Q9: What was the most memorable part of the whole competition?
YL: The most memorable aspect of the competition for the team was the collaborative spirit and the excitement of experimentation with RL strategies. The process of working together as a cohesive unit, sharing ideas, and indulging in rich, sometimes wild, discussions about potential RL approaches created an environment of creativity and innovation. This team dynamic was not just about solving problems but also about the joy of exploring the realm of RL together, each member bringing our unique insights and perspectives to the table.
Ben: For me, it was the weekly meetings where we spent time going through ideas and strategies as a team. Those meetings often got sidetracked by discussions about the potential of RL and other algorithms for smarter agents and their subsequent impact on society which was always fun.
WQ: Another highlight for us was the thrill of submitting our Python scripts and RL agent model weights to the Jidi computational platform and eagerly awaiting the results of our economic simulation experiments. The anticipation and excitement of seeing our strategies come to life and the immediate feedback on our performance made the competition an exhilarating experience. This process of trial, observation, and adaptation, coupled with the collaborative brainstorming sessions, made the competition not just a challenge but a memorable journey of learning and discovery in the field of RL.
Q10: What advice do you have for aspiring data scientists or AI practitioners who want to participate in AI competitions and improve their skills?

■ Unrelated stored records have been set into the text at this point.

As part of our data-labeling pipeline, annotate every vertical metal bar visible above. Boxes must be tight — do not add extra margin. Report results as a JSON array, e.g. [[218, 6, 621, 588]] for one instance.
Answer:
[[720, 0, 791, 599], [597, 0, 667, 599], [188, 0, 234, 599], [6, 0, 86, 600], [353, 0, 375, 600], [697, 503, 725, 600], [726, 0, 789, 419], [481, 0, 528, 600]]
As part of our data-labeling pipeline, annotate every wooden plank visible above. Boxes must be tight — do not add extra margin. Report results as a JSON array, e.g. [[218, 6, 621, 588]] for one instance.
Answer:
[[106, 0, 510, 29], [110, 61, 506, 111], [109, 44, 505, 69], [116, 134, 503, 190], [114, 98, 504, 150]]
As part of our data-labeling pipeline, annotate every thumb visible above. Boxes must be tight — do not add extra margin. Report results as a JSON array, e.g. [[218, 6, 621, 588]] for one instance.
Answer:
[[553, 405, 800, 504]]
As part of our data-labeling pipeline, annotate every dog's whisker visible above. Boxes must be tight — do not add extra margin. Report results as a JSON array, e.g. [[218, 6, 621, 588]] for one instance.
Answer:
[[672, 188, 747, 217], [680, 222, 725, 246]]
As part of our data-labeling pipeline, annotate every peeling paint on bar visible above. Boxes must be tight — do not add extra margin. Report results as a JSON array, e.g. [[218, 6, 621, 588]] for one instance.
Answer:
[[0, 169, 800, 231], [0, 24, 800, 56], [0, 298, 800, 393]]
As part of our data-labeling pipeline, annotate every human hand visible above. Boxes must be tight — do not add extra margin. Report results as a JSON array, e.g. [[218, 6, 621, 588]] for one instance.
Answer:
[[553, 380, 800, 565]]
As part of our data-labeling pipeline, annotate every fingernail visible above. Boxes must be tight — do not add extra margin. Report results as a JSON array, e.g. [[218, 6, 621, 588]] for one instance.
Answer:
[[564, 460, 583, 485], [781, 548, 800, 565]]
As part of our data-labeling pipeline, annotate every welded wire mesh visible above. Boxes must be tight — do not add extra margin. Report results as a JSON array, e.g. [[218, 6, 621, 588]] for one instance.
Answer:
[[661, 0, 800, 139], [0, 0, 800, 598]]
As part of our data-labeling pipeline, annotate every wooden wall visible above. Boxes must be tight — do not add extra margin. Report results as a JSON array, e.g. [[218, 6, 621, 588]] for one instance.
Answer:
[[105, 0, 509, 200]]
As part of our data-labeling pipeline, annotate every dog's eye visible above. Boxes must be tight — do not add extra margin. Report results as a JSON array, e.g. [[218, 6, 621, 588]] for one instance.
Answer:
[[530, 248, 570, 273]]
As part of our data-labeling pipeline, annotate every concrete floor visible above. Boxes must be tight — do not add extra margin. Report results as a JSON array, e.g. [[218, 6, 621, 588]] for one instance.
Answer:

YL: Compared with other projects, a competition requires more effort studying the environment and our competitors. Self-perfection alone is insufficient. It’s typically a huge undertaking – having a strong team is crucial. Keep your friends close, and enemies closer!
Ben: Be agile, dive into the data and environment, prepare for loads of experimentation, and keep an open mind. We did not set out to win but rather to learn as much as we possibly can.
WQ: I would advocate stepping beyond conventional learning methods and embracing real-world challenges. This means moving beyond standard courses and exercises to experiment with a variety of GitHub repositories and engaging in direct, hands-on problem-solving. While this path may initially lead to frustrations with debugging and executing code, especially in cases where open-source repositories may lack comprehensive documentation, it is crucial for long-term development in AI. Such practical experience exposes you to a range of coding styles and problem-solving techniques. Overcoming these challenges builds not just technical skills but also fosters resilience and adaptability, essential traits in the dynamic field of AI and data science.